Relato de algumas famílias
“Meu filho Theo anda com medo das pessoas. Como convive apenas comigo e meu marido, outro dia, no caminho até o supermercado, ficou com muito medo das pessoas que se aproximaram. Se ele vê alguém perto da gente já fala “mamãe, estou com medo da pessoa” Lydia Goess, mãe do Theo de quatro anos
“Minha filha não aguenta mais não ver os amigos e quer muito retornar para a escola. Uma tia testou positivo e se recuperou, então ela está mais tranquila e não está com tanto medo.” Chaiane de Vargas Cardoso, mãe da Lavínia, de seis anos
“Minha filha de 10 anos chora de medo de ter que voltar à escola e dos avós adoecerem e morrerem.” Flavia Faller, mãe da Milena, de 10 anos, e do Davi, de dois anos
“Meu filho se adaptou bem às aulas online. Também aumentou muito o uso dos eletrônicos, mas, por agora, tudo bem. Só não quer sair de casa, de jeito nenhum. Ir num drive-thru é uma briga. E entra em pânico se alguém fala em voltar para a escola.
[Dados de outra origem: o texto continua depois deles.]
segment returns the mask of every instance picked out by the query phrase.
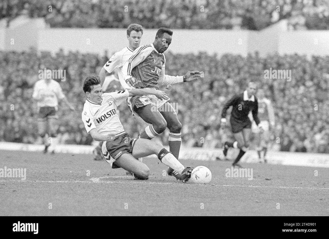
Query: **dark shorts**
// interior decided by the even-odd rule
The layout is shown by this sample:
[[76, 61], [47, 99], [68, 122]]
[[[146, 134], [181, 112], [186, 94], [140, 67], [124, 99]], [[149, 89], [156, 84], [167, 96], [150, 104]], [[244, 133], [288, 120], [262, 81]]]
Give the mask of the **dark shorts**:
[[231, 117], [230, 120], [231, 127], [232, 128], [232, 132], [233, 133], [239, 133], [242, 131], [243, 129], [251, 129], [251, 121], [249, 118], [245, 121], [238, 121]]
[[44, 120], [47, 118], [57, 119], [57, 116], [56, 115], [57, 112], [56, 108], [55, 107], [49, 106], [40, 107], [39, 110], [38, 119]]
[[127, 133], [115, 137], [114, 140], [106, 141], [106, 149], [114, 160], [124, 154], [132, 154], [137, 139], [132, 139]]

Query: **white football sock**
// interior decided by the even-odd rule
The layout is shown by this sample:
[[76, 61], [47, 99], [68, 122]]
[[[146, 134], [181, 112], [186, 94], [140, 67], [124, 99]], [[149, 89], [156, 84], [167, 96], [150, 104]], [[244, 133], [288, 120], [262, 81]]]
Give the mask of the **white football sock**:
[[51, 138], [50, 145], [49, 146], [48, 150], [50, 152], [52, 152], [56, 150], [56, 146], [57, 145], [57, 137], [52, 137]]
[[185, 168], [184, 166], [171, 153], [167, 154], [164, 156], [161, 159], [161, 162], [180, 174], [182, 173]]

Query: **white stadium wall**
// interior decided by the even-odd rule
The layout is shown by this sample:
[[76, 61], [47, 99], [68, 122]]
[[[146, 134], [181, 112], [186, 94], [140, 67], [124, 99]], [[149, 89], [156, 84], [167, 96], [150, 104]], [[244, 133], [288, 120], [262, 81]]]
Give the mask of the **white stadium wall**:
[[[126, 29], [100, 28], [49, 28], [43, 19], [29, 19], [23, 24], [0, 29], [0, 49], [22, 51], [34, 47], [39, 51], [111, 54], [127, 44]], [[246, 56], [256, 51], [262, 56], [274, 52], [329, 55], [329, 31], [289, 31], [283, 20], [263, 30], [173, 29], [169, 50], [175, 53], [205, 51], [220, 56], [230, 53]], [[142, 45], [153, 42], [157, 29], [145, 29]], [[13, 39], [15, 44], [11, 44]]]

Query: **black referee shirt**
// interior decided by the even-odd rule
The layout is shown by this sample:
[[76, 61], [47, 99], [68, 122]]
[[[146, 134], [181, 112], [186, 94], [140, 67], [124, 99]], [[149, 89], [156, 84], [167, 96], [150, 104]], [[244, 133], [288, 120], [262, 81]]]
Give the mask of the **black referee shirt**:
[[[242, 122], [246, 122], [249, 121], [248, 117], [249, 111], [251, 110], [252, 112], [252, 117], [256, 124], [258, 125], [259, 124], [259, 119], [257, 115], [258, 112], [258, 102], [256, 96], [254, 96], [254, 101], [251, 100], [244, 100], [245, 97], [244, 98], [246, 93], [241, 94], [234, 96], [232, 99], [228, 101], [224, 106], [223, 111], [222, 111], [222, 118], [226, 117], [226, 111], [231, 106], [233, 106], [231, 117], [236, 121]], [[248, 98], [247, 96], [246, 98]], [[250, 99], [249, 99], [250, 100]]]

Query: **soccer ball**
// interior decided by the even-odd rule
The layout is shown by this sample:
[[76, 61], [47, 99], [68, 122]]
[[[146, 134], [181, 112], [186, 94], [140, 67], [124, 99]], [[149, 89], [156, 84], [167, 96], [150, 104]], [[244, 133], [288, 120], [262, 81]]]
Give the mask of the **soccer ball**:
[[198, 166], [191, 174], [192, 180], [198, 184], [208, 184], [211, 180], [211, 172], [204, 166]]

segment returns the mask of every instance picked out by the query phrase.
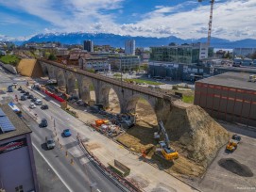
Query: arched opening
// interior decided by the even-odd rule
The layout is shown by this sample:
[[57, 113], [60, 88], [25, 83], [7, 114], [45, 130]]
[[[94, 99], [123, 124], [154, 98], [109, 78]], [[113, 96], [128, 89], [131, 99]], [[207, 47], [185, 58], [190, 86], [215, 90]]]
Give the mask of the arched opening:
[[78, 82], [74, 75], [68, 76], [66, 92], [69, 95], [78, 95]]
[[157, 141], [154, 133], [158, 128], [157, 116], [150, 103], [138, 95], [132, 97], [127, 104], [127, 112], [136, 116], [135, 126], [118, 136], [118, 141], [133, 148], [136, 152], [152, 149]]
[[83, 77], [78, 84], [80, 99], [87, 104], [91, 103], [89, 104], [94, 104], [96, 98], [93, 81], [90, 78]]

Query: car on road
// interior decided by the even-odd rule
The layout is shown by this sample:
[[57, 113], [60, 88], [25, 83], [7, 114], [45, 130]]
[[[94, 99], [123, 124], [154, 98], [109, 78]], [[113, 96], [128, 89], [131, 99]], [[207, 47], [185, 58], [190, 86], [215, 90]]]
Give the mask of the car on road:
[[26, 99], [27, 99], [27, 97], [26, 95], [21, 96], [21, 101], [26, 101]]
[[49, 106], [47, 104], [43, 104], [41, 106], [41, 109], [48, 109], [48, 108], [49, 108]]
[[33, 99], [33, 98], [34, 98], [34, 95], [30, 94], [30, 95], [27, 96], [27, 99]]
[[41, 123], [39, 124], [40, 127], [47, 127], [48, 122], [46, 119], [42, 119]]
[[36, 102], [38, 99], [36, 98], [36, 97], [33, 97], [32, 99], [31, 99], [31, 102]]
[[40, 100], [40, 99], [37, 99], [37, 100], [35, 101], [35, 104], [41, 105], [41, 104], [43, 104], [43, 101]]
[[71, 132], [70, 132], [70, 130], [69, 130], [69, 129], [63, 130], [63, 136], [64, 136], [65, 137], [71, 136]]
[[51, 136], [45, 137], [45, 143], [48, 150], [54, 149], [55, 141]]
[[32, 108], [32, 109], [33, 109], [33, 108], [36, 108], [36, 104], [29, 104], [29, 108]]

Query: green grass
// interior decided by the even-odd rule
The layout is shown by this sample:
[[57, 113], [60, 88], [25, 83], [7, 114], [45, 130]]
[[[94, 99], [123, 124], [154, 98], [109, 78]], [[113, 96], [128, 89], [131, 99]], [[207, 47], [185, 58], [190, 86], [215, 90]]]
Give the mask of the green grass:
[[192, 95], [192, 96], [183, 95], [182, 101], [187, 104], [193, 104], [194, 103], [194, 95]]
[[7, 55], [7, 56], [1, 56], [0, 61], [2, 61], [5, 64], [16, 65], [20, 61], [20, 59], [16, 56]]
[[155, 81], [150, 81], [150, 80], [144, 80], [144, 79], [126, 79], [127, 81], [134, 81], [136, 83], [146, 83], [148, 85], [155, 85], [155, 86], [159, 86], [159, 85], [163, 85], [162, 83], [159, 83], [159, 82], [155, 82]]

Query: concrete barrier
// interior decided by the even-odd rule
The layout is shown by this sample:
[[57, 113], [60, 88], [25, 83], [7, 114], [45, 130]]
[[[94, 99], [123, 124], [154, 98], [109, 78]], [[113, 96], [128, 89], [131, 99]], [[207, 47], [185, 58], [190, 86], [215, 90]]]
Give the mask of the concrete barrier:
[[4, 64], [4, 63], [2, 63], [2, 62], [0, 62], [0, 65], [1, 65], [4, 69], [6, 69], [7, 71], [13, 73], [13, 74], [17, 74], [17, 73], [18, 73], [17, 71], [16, 71], [16, 68], [13, 67], [12, 65], [9, 65], [9, 64]]
[[124, 164], [115, 159], [113, 162], [110, 162], [108, 164], [111, 169], [113, 169], [118, 175], [122, 177], [128, 176], [130, 172], [129, 168], [126, 167]]

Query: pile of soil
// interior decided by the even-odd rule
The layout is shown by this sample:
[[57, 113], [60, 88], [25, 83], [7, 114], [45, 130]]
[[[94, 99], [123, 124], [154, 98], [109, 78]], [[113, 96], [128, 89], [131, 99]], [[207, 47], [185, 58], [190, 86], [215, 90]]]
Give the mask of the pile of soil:
[[207, 167], [227, 143], [229, 132], [201, 107], [175, 104], [164, 124], [172, 146], [184, 157]]
[[225, 169], [242, 177], [252, 177], [250, 168], [232, 158], [220, 159], [218, 165]]

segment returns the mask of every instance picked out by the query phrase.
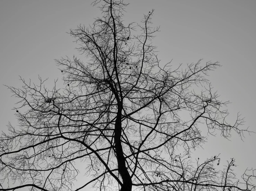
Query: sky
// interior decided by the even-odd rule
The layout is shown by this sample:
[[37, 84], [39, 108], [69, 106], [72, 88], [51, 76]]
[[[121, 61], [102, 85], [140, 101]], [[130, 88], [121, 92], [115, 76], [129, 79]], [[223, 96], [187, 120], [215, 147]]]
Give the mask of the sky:
[[[88, 26], [94, 18], [100, 17], [99, 9], [90, 5], [92, 1], [0, 0], [1, 130], [6, 132], [9, 121], [16, 124], [12, 109], [17, 101], [2, 84], [20, 87], [19, 76], [38, 82], [39, 76], [48, 78], [49, 88], [57, 78], [61, 86], [62, 75], [54, 59], [75, 55], [86, 62], [74, 49], [78, 45], [74, 39], [66, 32], [80, 23]], [[220, 99], [231, 102], [228, 108], [229, 121], [235, 122], [239, 112], [245, 118], [242, 127], [256, 132], [256, 1], [125, 2], [130, 3], [124, 13], [126, 23], [139, 22], [143, 14], [155, 10], [153, 26], [160, 26], [161, 31], [153, 43], [158, 47], [163, 64], [171, 59], [174, 68], [201, 58], [202, 64], [219, 62], [222, 66], [208, 78]], [[221, 167], [233, 157], [238, 177], [247, 168], [256, 169], [256, 133], [245, 134], [244, 141], [235, 133], [232, 135], [230, 141], [219, 133], [209, 137], [203, 148], [195, 152], [194, 158], [203, 160], [221, 153]]]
Está curtindo ficar em casa e usa máscara direto e álcool nas mãos o tempo todo.” Cátia Guidani, mãe do Guilherme, 10 anos
“Minhas filhas têm muito medo de pegar a doença e dos avós adoecerem. Mas o lado positivo disso tudo é que noto que elas estão muito mais apegadas, querendo sempre brincar, tomar banho e dormir juntas.” Betina Porto Bratkowski, mãe da Joana, de seis anos e da Gabriela, dois anos
“A minha filha não tem vontade de fazer nada. Tem medo até de sair para dar uma volta de carro.” Aline Ruschel, mãe da Júlia, seis anos
“Meu filho acordou um dia e perguntou o que aconteceria se tivesse lockdown e acabasse toda a comida.” Cristine Spiering Hartwig, mãe do Bernardo, oito anos
“Todas as noites a Malu reza e pede para o coronavírus ir embora.” Maíra Gatto, mãe da Mallu, cinco anos
“Tenho um menino de três anos e uma menina de sete anos. Explico sempre para eles tudo. O menor não entende muito, mas o de sete anos está mais tranquilo. Não deixo eles verem muita televisão, apenas o que falo são as informações que têm. Não sei se estou fazendo certo, mas assim conseguimos passar por tudo isso com mais calma no coração.” Patrícia Carneiro, mãe do Martim de três anos e da Pietra, de sete anos
“Está muito complicado. No início da quarentena, minha filha não queria nem ir no pátio de casa. Agora estamos dando voltas pelo bairro que é tranquilo. Mas ela tem crises de choro. Não sei o que passa na cabecinha dela. Essa semana tivemos caso de covid na família. Nós estamos mantendo distanciamento de todos desde março, mas quando ela soube ficou bem nervosa.” Renata, mae da Ana Luísa de oito anos
Vanessa Martini é mãe do Theo e jornalista. Tem um blog, o Mãezinha Vai Com As Outras, onde divida a rotina e os aprendizados da maternidade. Escreve semanalmente sobre o assunto em revistadonna.com.